Mit Blick auf die Themen der Kommunalwahl sagte Alzorba: „Es wiederholt sich, das ist mir klar.“ Sie bleibe ihren Themen, die sie schon in der Bürgermeisterwahl angesprochen hat, treu. Mit diesen holte sie in der Stichwahl 49,57 Prozent der Wählerstimmen, lediglich 173 Stimmen trennten sie vom Amtsinhaber Wagemeyer.

Zdenka Schwabbauer erklärte, die Themen sollen vor allem von den Lüdenscheidern selbst kommen. „Wir haben unsere Scheuklappen schon geöffnet“, stellte sie die Themenoffenheit bildlich dar.

Nach der rund halbstündigen Vorstellung des Vereins ging es in einen offenen Bürgerdialog über – Kay-Jörg Kawi und Melita Alzorba beantworteten mehr als eine Stunde lang die Fragen der anwesenden Bürger. Das Interesse an der Unabhängigen Wählergemeinschaft war groß, im Saal der Gaststätte Dahlmann mussten kurz vor Beginn der Veranstaltung noch zusätzliche Stühle hinzugestellt werden.

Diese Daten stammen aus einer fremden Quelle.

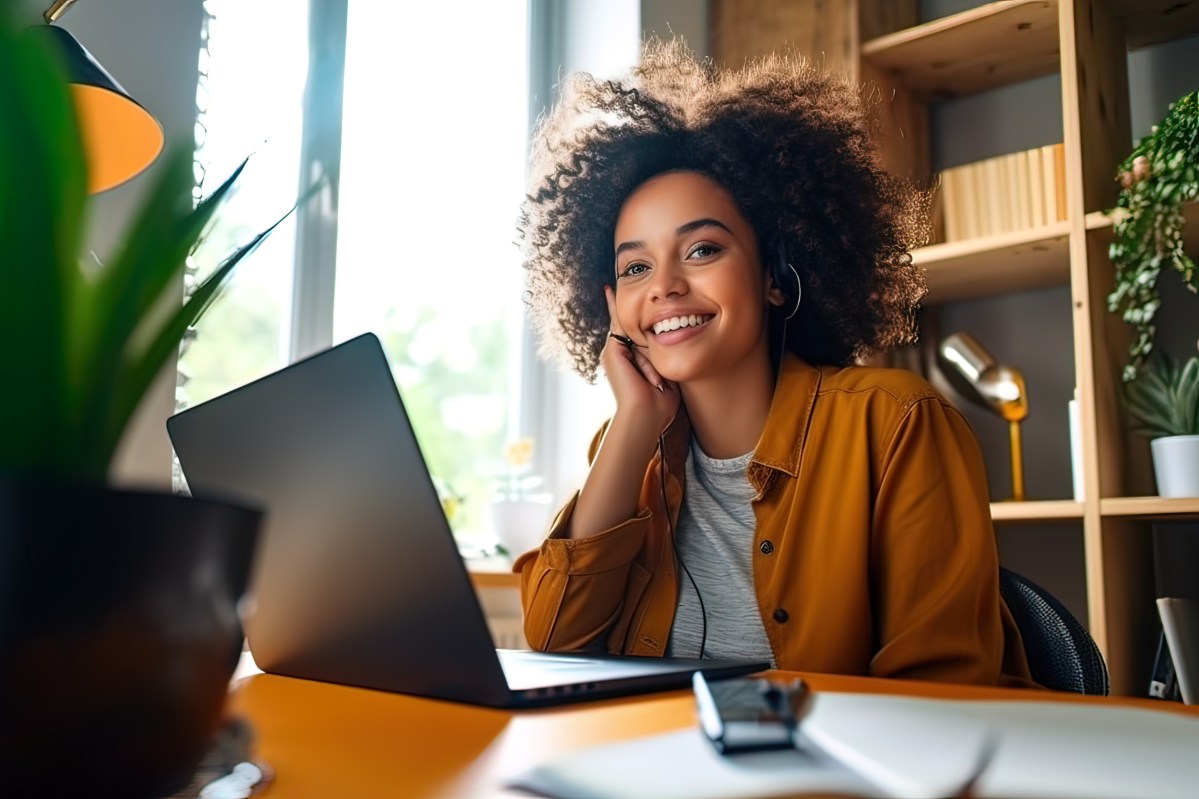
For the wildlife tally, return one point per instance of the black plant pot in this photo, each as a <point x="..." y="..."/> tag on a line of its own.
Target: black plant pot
<point x="119" y="635"/>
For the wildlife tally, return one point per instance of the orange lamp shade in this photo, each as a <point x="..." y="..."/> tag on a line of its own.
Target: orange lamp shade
<point x="120" y="137"/>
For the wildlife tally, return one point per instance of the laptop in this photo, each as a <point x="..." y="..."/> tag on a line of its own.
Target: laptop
<point x="357" y="578"/>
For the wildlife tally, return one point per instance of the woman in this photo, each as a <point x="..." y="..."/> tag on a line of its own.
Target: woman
<point x="727" y="248"/>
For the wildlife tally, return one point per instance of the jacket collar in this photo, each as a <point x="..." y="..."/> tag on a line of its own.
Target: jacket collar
<point x="782" y="439"/>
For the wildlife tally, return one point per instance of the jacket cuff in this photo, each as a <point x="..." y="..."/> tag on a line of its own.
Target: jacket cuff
<point x="612" y="548"/>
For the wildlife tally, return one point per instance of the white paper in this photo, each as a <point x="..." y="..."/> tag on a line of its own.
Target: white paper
<point x="911" y="748"/>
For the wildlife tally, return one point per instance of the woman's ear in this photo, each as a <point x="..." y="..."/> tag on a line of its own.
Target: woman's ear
<point x="773" y="294"/>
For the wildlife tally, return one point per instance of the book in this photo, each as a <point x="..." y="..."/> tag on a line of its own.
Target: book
<point x="889" y="746"/>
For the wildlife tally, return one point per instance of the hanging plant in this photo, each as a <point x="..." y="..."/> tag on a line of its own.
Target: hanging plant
<point x="1160" y="175"/>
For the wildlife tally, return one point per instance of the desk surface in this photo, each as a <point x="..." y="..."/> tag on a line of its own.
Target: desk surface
<point x="329" y="740"/>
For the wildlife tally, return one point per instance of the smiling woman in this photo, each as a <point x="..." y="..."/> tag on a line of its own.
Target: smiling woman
<point x="727" y="248"/>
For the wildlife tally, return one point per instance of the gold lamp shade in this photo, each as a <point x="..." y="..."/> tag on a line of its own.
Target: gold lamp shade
<point x="121" y="138"/>
<point x="998" y="386"/>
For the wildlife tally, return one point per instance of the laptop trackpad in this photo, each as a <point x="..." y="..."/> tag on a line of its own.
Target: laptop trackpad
<point x="529" y="670"/>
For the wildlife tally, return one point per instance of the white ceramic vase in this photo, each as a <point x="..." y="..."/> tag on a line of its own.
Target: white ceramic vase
<point x="1176" y="464"/>
<point x="520" y="523"/>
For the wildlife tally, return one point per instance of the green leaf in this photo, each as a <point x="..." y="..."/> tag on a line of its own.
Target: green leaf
<point x="139" y="368"/>
<point x="42" y="192"/>
<point x="128" y="289"/>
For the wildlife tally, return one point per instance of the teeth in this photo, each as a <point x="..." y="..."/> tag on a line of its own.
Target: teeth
<point x="675" y="323"/>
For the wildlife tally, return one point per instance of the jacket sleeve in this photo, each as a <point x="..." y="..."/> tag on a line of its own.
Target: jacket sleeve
<point x="572" y="589"/>
<point x="934" y="559"/>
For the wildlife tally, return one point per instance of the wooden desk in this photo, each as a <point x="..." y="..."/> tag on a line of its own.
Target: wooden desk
<point x="327" y="740"/>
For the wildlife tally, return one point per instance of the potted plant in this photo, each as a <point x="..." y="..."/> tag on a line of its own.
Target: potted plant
<point x="118" y="623"/>
<point x="1163" y="402"/>
<point x="519" y="506"/>
<point x="1157" y="178"/>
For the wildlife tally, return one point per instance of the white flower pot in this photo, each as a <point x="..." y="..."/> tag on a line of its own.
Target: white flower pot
<point x="1176" y="464"/>
<point x="520" y="524"/>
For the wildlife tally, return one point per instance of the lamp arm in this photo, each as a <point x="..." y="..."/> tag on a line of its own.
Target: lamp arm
<point x="56" y="10"/>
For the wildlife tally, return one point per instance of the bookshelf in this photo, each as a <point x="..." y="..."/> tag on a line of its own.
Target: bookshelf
<point x="916" y="65"/>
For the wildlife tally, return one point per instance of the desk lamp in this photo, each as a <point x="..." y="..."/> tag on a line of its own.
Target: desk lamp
<point x="121" y="138"/>
<point x="993" y="385"/>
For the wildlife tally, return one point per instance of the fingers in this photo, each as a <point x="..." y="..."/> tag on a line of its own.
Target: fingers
<point x="632" y="353"/>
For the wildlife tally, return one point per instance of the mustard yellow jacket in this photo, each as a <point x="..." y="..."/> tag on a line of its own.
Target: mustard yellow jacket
<point x="874" y="551"/>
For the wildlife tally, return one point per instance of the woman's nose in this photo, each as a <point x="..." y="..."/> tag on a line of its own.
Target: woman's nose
<point x="668" y="281"/>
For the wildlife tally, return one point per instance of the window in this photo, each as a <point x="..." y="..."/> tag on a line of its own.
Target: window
<point x="433" y="138"/>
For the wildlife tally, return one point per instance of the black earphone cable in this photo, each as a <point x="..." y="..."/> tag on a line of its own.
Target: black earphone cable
<point x="666" y="508"/>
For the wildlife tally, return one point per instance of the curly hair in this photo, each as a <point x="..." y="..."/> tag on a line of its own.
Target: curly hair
<point x="793" y="148"/>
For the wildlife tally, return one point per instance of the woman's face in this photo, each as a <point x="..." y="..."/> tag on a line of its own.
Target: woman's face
<point x="690" y="282"/>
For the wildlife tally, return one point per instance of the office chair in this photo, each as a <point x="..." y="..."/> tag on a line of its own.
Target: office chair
<point x="1061" y="653"/>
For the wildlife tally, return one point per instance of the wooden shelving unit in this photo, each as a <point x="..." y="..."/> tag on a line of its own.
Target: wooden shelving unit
<point x="992" y="46"/>
<point x="1029" y="512"/>
<point x="1085" y="42"/>
<point x="1020" y="260"/>
<point x="1150" y="508"/>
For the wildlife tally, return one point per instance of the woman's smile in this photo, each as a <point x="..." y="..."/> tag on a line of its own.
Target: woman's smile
<point x="690" y="278"/>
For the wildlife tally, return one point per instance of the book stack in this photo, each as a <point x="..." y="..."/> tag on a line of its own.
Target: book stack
<point x="1010" y="192"/>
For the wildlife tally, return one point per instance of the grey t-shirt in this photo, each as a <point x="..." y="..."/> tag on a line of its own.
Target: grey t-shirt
<point x="715" y="542"/>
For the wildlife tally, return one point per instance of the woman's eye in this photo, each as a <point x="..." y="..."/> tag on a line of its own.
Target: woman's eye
<point x="703" y="251"/>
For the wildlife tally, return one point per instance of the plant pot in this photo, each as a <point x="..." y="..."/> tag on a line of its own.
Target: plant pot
<point x="119" y="635"/>
<point x="1176" y="466"/>
<point x="519" y="523"/>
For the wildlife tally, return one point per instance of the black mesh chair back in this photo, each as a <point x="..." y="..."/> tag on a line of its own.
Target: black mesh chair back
<point x="1061" y="653"/>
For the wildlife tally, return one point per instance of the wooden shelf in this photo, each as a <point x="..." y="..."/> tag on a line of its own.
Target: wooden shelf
<point x="995" y="44"/>
<point x="1154" y="22"/>
<point x="1008" y="263"/>
<point x="1052" y="510"/>
<point x="1150" y="508"/>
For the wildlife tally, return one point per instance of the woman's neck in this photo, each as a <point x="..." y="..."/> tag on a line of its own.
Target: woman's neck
<point x="728" y="413"/>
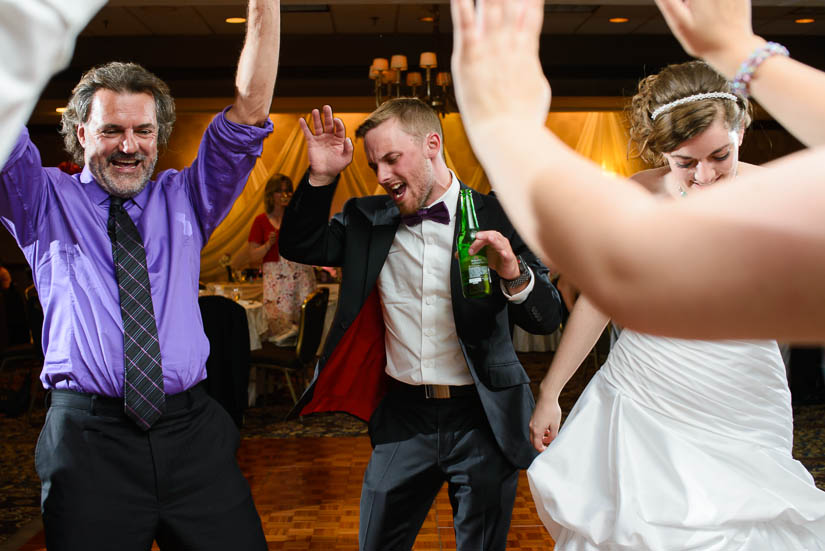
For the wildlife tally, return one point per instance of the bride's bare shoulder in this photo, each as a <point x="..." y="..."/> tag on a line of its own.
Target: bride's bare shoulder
<point x="652" y="179"/>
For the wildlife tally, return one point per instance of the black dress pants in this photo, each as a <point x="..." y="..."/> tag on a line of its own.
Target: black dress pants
<point x="420" y="443"/>
<point x="108" y="485"/>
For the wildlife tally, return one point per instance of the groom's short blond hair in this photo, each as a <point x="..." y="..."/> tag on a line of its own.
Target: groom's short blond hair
<point x="416" y="118"/>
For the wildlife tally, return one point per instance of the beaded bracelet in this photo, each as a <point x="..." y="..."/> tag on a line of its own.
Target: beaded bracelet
<point x="741" y="83"/>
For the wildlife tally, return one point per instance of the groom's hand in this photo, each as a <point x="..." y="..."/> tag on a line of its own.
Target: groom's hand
<point x="328" y="148"/>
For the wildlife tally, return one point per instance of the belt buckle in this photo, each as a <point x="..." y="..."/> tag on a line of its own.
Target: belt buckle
<point x="436" y="391"/>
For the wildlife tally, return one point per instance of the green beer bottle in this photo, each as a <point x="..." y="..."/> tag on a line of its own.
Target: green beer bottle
<point x="475" y="274"/>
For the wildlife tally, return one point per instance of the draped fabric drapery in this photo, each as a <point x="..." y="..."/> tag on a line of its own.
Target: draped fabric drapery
<point x="600" y="136"/>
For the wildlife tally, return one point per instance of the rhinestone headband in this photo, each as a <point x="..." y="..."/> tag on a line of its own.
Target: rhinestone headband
<point x="689" y="99"/>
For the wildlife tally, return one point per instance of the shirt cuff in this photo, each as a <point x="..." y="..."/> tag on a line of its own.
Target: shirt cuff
<point x="522" y="295"/>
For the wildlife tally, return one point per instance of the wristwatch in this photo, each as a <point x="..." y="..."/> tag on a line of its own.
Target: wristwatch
<point x="523" y="276"/>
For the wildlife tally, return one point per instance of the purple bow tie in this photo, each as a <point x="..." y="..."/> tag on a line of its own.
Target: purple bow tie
<point x="436" y="213"/>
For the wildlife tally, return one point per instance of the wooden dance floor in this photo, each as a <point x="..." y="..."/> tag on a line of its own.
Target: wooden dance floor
<point x="307" y="492"/>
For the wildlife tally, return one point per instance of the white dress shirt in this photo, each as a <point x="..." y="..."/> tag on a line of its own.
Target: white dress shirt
<point x="414" y="286"/>
<point x="36" y="40"/>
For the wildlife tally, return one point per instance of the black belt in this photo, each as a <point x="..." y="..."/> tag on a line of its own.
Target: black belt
<point x="439" y="392"/>
<point x="113" y="407"/>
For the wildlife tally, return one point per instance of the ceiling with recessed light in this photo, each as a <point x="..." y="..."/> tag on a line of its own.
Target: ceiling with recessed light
<point x="328" y="46"/>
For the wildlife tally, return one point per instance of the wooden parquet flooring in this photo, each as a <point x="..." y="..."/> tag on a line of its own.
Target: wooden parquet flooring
<point x="307" y="493"/>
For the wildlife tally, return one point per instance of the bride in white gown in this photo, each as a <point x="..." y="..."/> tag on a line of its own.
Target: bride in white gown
<point x="674" y="444"/>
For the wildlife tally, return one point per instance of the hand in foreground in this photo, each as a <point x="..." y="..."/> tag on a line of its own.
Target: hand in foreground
<point x="713" y="30"/>
<point x="500" y="255"/>
<point x="329" y="149"/>
<point x="545" y="422"/>
<point x="495" y="62"/>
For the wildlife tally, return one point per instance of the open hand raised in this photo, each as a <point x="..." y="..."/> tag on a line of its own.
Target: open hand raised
<point x="329" y="149"/>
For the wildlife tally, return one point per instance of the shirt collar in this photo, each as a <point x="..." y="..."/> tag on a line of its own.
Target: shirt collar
<point x="100" y="197"/>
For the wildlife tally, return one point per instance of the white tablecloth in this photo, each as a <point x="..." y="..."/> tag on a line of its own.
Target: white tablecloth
<point x="250" y="290"/>
<point x="256" y="320"/>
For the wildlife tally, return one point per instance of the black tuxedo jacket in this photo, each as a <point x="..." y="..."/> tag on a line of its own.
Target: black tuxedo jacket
<point x="358" y="239"/>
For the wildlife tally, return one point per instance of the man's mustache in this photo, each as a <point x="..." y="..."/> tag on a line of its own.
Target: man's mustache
<point x="123" y="157"/>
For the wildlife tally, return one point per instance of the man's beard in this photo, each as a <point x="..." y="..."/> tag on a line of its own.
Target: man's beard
<point x="125" y="186"/>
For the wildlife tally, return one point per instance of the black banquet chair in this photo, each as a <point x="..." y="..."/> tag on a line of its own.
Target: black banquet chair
<point x="295" y="360"/>
<point x="227" y="367"/>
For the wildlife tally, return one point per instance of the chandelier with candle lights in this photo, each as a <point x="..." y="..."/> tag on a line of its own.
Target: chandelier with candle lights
<point x="434" y="88"/>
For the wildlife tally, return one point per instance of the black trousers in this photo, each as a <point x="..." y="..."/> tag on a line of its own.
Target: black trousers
<point x="420" y="443"/>
<point x="108" y="485"/>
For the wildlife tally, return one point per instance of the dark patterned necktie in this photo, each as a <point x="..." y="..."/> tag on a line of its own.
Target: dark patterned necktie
<point x="143" y="396"/>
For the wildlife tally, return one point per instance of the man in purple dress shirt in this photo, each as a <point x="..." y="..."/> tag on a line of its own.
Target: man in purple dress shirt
<point x="106" y="482"/>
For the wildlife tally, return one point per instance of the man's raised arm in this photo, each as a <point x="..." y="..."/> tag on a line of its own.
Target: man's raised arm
<point x="258" y="65"/>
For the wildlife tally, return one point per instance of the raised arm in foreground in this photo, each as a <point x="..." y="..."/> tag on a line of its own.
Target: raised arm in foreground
<point x="258" y="64"/>
<point x="742" y="260"/>
<point x="36" y="40"/>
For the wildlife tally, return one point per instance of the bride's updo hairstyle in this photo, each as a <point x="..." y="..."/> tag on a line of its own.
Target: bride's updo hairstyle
<point x="665" y="112"/>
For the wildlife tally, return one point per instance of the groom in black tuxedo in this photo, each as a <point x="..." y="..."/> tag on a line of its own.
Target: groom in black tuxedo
<point x="434" y="373"/>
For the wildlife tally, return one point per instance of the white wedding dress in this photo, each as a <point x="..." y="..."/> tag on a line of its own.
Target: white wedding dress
<point x="680" y="445"/>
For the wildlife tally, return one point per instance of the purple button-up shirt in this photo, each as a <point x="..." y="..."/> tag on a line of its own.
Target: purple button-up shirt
<point x="59" y="221"/>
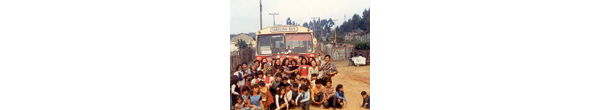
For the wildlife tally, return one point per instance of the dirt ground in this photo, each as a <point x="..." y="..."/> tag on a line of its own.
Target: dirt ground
<point x="355" y="80"/>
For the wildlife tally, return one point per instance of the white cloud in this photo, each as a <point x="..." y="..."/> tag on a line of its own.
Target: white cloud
<point x="244" y="15"/>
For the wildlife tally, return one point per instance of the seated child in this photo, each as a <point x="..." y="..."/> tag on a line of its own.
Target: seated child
<point x="341" y="98"/>
<point x="275" y="85"/>
<point x="264" y="92"/>
<point x="317" y="94"/>
<point x="303" y="98"/>
<point x="268" y="79"/>
<point x="295" y="87"/>
<point x="313" y="79"/>
<point x="239" y="105"/>
<point x="366" y="100"/>
<point x="257" y="78"/>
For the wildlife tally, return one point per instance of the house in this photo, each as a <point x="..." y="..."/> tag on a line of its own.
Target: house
<point x="251" y="41"/>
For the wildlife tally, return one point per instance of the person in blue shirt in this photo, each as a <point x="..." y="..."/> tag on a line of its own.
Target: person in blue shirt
<point x="341" y="98"/>
<point x="303" y="98"/>
<point x="350" y="59"/>
<point x="366" y="100"/>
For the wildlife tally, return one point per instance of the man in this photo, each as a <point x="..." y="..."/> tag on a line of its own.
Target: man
<point x="317" y="94"/>
<point x="328" y="68"/>
<point x="242" y="74"/>
<point x="303" y="98"/>
<point x="329" y="94"/>
<point x="350" y="59"/>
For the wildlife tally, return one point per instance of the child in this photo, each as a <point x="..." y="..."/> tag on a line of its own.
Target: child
<point x="268" y="79"/>
<point x="267" y="99"/>
<point x="235" y="88"/>
<point x="298" y="76"/>
<point x="341" y="98"/>
<point x="292" y="80"/>
<point x="285" y="80"/>
<point x="288" y="95"/>
<point x="294" y="93"/>
<point x="239" y="105"/>
<point x="280" y="100"/>
<point x="303" y="99"/>
<point x="328" y="93"/>
<point x="257" y="78"/>
<point x="249" y="81"/>
<point x="245" y="92"/>
<point x="313" y="79"/>
<point x="366" y="100"/>
<point x="275" y="84"/>
<point x="317" y="93"/>
<point x="256" y="98"/>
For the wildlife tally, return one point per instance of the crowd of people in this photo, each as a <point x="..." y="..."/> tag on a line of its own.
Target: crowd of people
<point x="356" y="59"/>
<point x="287" y="83"/>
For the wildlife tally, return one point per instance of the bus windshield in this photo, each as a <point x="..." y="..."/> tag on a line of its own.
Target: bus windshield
<point x="298" y="43"/>
<point x="270" y="44"/>
<point x="294" y="43"/>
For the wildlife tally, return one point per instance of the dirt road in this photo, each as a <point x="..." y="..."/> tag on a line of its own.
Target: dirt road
<point x="355" y="80"/>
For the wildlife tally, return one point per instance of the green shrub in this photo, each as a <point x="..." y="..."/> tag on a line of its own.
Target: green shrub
<point x="362" y="45"/>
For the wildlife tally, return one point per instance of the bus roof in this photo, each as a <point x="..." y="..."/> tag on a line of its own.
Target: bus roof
<point x="283" y="29"/>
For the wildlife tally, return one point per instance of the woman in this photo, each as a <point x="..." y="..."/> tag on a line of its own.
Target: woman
<point x="274" y="66"/>
<point x="264" y="60"/>
<point x="286" y="67"/>
<point x="257" y="63"/>
<point x="255" y="98"/>
<point x="303" y="61"/>
<point x="265" y="68"/>
<point x="328" y="68"/>
<point x="304" y="68"/>
<point x="235" y="88"/>
<point x="280" y="100"/>
<point x="314" y="69"/>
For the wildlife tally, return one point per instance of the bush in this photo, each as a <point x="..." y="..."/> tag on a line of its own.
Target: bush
<point x="362" y="45"/>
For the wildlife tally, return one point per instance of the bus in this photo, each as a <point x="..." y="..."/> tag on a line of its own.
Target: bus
<point x="285" y="41"/>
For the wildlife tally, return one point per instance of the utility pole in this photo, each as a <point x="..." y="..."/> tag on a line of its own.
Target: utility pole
<point x="273" y="17"/>
<point x="334" y="33"/>
<point x="315" y="23"/>
<point x="261" y="15"/>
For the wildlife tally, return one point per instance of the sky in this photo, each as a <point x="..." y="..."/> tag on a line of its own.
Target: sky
<point x="244" y="15"/>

2030 Einzug in den Rat geplant

Nach der Fragerunde warb der Vorstand um Unterstützter – als Spender, als Ideengeber, aber auch für aktive Mitglieder. Auch wenn man sich in den kommenden Jahren auf die "außerparlamentarische Opposition" beschränken muss: Bei der Kommunalwahl 2030 möchte "Wir machen Lüdenscheid" in den Rat einziehen. "Unser Ziel es, dort mitspielen zu dürfen", hatte Schwabbauer im Rahmen der Veranstaltung gesagt. Im Gespräch mit LokalDirekt nach der Veranstaltung machten alle drei diese Ambitionen noch einmal deutlicher.

Zudem sprach LokalDirekt auch mit Christoph Weiland. Der Vorsitzende der Lüdenscheider CDU war, anders als Mitglieder der Lüdenscheider SPD- und AfD-Fraktion, der CDU oder der Kreis-UWG, nicht zu Gast bei der Veranstaltung. Telefonisch erklärte er am Folgetag: "Ich glaube, dass sie viel für die Demokratie erreicht hat. Natürlich sind wir im Gespräch gewesen und sind weiterhin im Gespräch."

"Ganz tolle Initiative"

Steffen Wieland, der Vorsitzende der UWG-Fraktion auf Kreisebene, war ebenfalls anwesend. "Ich finde es eine ganz tolle Initiative, die sich da gebildet hat", erklärte er. Ein Teil der Kreis-UWG ist "Wir machen Lüdenscheid" jedoch nicht, teilt der UWG-Kreisvorsitzende Klaus-Dieter Frick auf Anfrage von LokalDirekt mit. "Das Angebot steht, die düfen sich gerne bei mir melden", brachte auch er seine Unterstützung zum Ausdruck.

In den kommenden Wochen und Monaten sollen weitere Veranstaltungen, unter anderem die Teilnahme an Stadtteilkonferenzen, folgen. Alle Informationen rund um den Verein gibt es auf der Website.